Fredrikson & Byron P.A.
Mark Vyvyan has had some unusual cases. One was a strange case in federal court over whether collectible coins are legal tender, a big deal in the coin world, Vyvyan said. Some of the coins, for sale on Etsy, look like the caps of Coke bottles. Vyvyan’s client, the plaintiff, prevailed because the defendant failed to have the coins properly authorized when they were delivered to the plaintiff. This failure violated both the parties’ contract and the federal Hobby Protection Act. The coins were later properly authorized, but the jury awarded the plaintiff the damages it suffered in the meantime, roughly $1,400.
And, as Vyvyan wrote on the Fredrikson blog, one contractor recently lost money when the homeowner used the old strategy of writing “final payment” on a check that was actually not a full payment. In Detailed by Design, LLC v. Langer, No. A21-0879, 2022 WL 93371 (Minn. Ct. App. Jan. 10, 2022), “an unhappy homeowner sent a letter to the contractor that detailed a number of deductions and calculated a “final payment.” In addition, the homeowner wrote the words “final payment” on the memo line of their check. The Minnesota Court of Appeals found an “accord and satisfaction” had been created under Minnesota law, barring the contractor’s claim.

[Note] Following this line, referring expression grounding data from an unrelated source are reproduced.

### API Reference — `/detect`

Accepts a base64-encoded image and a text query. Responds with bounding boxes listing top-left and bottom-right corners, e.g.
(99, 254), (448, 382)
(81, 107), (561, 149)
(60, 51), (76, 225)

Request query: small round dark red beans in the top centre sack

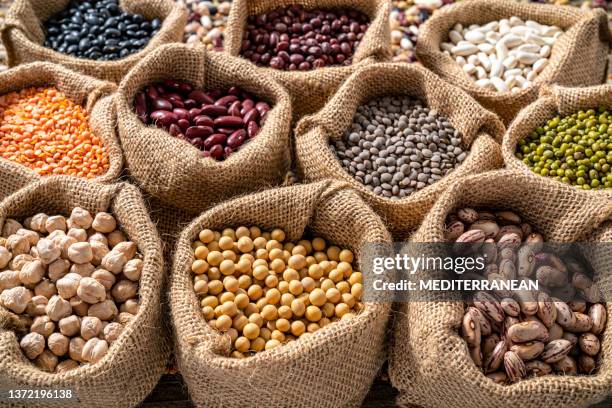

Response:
(241, 5), (369, 71)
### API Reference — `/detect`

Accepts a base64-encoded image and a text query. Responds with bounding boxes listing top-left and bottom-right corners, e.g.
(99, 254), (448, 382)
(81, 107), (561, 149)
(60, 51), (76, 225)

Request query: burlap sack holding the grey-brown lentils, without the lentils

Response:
(295, 63), (504, 240)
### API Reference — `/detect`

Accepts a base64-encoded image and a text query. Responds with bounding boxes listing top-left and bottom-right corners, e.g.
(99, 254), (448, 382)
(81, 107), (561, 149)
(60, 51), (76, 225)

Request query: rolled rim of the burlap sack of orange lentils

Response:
(0, 62), (123, 183)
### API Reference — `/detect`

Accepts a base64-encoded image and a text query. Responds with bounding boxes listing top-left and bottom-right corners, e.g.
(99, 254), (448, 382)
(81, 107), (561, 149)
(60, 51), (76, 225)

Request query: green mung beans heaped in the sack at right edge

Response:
(516, 107), (612, 190)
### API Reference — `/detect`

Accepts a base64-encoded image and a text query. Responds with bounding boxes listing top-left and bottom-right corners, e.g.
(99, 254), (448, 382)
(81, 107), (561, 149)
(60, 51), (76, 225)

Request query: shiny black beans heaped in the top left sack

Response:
(44, 0), (161, 61)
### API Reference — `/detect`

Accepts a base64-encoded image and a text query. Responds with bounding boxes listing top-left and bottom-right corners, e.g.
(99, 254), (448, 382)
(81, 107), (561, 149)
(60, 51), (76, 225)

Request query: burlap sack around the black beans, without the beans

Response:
(0, 0), (187, 82)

Vyvyan, like all litigators, likes winning his cases. His victories include a summary judgment in a claim against his client brought by a townhome association for $2 million and a defense verdict in a claim against his client for breach of a purchase agreement. And in a case sure to win many lawyers’ hearts, he prevailed in a suit seeking to evict a golf course and collected $2 million in damages, as well as attorney fees.